While games have historically had few, if any, geopolitical implications, a number of games have added to international tensions in recent years.
In June of 2004, French developer Ubisoft ruffled North Korean feathers with the plotline of Ghost Recon 2, which featured a fictional general from the country staging an invasion of China. Then there was the announcement of China's own Anti-Japan War Online, which caused a stir for obvious reasons. And just last week the Venezuelan government expressed its outrage at Los Angeles-based Pandemic Studios' Mercenaries 2, in which the player takes on a power hungry tyrant running the country.
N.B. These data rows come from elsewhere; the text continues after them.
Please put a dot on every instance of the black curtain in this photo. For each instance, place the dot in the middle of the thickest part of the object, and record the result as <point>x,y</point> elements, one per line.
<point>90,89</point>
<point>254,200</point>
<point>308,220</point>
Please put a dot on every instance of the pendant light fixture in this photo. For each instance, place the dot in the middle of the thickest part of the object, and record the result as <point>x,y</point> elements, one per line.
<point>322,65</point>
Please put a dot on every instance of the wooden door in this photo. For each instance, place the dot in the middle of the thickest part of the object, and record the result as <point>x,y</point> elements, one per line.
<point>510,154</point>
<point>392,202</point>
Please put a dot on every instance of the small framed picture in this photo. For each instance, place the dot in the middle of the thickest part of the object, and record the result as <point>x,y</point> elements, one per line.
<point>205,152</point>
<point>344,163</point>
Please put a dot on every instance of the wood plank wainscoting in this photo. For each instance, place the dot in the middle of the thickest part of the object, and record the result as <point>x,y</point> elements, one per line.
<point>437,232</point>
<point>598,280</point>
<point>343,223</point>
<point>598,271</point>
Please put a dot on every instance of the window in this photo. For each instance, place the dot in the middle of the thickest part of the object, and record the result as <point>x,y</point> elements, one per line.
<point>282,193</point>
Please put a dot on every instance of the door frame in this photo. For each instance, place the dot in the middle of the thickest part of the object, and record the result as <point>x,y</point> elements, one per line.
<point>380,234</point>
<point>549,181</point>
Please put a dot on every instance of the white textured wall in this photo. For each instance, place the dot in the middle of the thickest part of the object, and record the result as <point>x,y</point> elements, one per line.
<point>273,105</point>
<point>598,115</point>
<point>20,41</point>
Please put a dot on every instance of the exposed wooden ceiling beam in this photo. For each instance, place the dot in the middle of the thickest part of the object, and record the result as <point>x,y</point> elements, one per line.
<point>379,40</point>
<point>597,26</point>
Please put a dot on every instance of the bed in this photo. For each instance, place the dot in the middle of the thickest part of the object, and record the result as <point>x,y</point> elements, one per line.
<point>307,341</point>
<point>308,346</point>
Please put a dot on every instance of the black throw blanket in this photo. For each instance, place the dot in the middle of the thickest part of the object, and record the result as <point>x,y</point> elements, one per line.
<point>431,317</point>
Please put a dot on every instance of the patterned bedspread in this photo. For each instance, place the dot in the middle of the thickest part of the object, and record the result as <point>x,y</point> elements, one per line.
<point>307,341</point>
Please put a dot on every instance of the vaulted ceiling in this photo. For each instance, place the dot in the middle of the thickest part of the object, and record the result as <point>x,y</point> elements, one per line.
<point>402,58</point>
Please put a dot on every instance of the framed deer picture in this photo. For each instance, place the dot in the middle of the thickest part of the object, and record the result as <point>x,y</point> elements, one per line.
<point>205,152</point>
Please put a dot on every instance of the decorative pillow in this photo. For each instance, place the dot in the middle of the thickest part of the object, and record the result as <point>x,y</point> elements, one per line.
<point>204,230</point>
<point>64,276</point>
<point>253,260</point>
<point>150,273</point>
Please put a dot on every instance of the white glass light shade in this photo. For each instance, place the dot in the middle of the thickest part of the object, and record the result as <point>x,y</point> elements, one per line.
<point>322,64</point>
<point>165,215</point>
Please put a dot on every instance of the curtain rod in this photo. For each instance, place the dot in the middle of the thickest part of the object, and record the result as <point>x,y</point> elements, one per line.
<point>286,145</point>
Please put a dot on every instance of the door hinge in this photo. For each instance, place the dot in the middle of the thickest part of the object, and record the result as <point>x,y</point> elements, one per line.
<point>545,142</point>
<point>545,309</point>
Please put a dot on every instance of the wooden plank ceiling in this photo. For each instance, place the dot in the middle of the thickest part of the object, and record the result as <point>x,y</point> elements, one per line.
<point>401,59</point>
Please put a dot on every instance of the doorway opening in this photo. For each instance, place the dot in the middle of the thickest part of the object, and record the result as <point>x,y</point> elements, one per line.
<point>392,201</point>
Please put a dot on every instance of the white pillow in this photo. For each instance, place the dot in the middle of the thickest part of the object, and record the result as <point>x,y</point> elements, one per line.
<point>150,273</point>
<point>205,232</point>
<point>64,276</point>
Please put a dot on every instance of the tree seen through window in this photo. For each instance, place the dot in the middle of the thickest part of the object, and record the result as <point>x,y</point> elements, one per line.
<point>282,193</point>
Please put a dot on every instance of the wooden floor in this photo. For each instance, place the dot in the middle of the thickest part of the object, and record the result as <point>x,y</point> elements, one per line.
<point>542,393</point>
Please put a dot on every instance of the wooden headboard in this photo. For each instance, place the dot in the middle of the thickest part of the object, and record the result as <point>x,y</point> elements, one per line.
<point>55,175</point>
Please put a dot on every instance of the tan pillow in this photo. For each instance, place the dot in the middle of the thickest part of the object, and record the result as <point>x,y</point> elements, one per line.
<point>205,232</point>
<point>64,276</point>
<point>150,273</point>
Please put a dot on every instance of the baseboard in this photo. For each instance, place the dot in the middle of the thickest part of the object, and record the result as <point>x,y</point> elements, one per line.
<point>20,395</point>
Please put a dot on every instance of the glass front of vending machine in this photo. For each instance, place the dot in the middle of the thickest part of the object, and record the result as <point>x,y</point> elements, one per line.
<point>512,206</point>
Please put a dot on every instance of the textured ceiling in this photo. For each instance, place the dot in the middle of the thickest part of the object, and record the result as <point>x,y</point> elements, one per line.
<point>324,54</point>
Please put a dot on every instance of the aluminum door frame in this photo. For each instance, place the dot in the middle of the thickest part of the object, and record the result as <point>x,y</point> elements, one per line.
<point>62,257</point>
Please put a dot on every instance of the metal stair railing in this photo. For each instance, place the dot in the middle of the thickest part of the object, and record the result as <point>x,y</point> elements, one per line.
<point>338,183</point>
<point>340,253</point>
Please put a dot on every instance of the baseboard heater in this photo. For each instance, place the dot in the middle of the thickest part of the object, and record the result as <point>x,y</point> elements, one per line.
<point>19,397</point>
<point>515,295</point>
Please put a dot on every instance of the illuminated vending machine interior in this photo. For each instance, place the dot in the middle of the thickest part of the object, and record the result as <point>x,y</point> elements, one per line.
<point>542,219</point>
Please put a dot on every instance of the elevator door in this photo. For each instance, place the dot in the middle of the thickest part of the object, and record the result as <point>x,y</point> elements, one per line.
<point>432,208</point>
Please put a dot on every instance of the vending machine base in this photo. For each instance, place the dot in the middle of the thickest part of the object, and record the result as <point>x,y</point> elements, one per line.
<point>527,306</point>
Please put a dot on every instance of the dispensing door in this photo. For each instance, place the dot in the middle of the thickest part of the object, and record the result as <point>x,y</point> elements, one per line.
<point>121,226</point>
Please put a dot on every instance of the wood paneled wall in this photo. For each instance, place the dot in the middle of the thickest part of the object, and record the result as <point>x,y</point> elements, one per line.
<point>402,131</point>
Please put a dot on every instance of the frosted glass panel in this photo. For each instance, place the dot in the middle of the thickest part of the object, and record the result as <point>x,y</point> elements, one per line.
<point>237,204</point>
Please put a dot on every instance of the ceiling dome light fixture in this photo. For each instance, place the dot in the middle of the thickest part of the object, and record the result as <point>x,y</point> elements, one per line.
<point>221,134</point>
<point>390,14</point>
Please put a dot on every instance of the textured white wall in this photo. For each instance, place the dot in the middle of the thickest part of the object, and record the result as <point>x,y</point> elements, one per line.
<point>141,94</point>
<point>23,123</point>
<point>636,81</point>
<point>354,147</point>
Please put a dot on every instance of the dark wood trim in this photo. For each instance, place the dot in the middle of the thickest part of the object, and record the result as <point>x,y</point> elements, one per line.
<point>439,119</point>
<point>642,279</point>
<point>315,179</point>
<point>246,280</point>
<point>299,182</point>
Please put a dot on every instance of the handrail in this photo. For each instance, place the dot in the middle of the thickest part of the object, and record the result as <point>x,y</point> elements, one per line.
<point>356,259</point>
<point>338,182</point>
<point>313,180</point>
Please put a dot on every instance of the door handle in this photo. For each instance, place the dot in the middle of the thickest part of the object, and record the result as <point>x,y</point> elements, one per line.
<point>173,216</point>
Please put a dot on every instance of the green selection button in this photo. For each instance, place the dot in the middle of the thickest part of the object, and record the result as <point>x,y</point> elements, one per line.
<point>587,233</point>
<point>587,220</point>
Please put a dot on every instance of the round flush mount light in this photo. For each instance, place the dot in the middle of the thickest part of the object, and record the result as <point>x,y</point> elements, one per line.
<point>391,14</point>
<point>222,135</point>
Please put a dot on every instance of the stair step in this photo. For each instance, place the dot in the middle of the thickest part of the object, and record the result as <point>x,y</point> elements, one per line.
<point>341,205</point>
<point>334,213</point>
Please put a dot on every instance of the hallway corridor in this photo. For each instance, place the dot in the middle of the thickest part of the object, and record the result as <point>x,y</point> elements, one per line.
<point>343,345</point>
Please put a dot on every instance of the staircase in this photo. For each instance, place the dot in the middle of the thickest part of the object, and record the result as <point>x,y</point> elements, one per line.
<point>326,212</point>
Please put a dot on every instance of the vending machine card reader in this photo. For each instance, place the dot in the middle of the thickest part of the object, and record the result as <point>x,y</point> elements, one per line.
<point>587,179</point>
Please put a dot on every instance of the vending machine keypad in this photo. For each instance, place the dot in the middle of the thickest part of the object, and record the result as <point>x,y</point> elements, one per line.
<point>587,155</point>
It appears games are once again getting caught up in an international dispute, as Reuters reports that an Iranian game under development will deal with the current nuclear stand-off from that country's point of view. It seems the Union of Islamic Student Societies is designing a PC game chronicling the exploits of the fictional Commander Bahman as he attempts to rescue a nuclear scientist from US troops. The Iranian scientist was kidnapped while on a pilgrimage to the Iraqi city of Kerbala. The game is expected to be available by March 2007.
This is not the first time Iranian-American tensions have been used as the basis for a game. Last September, Kuma Reality Games released a mission for its Kuma/War squad-based shooter that puts players in control of a Special Forces soldier infiltrating an Iranian nuclear facility and destroying its centrifuges.
The Reuters report cites the Iranian Fars News Agency as the source for its story. The original report could not be found on the English-language edition of the Fars News Agency Web site.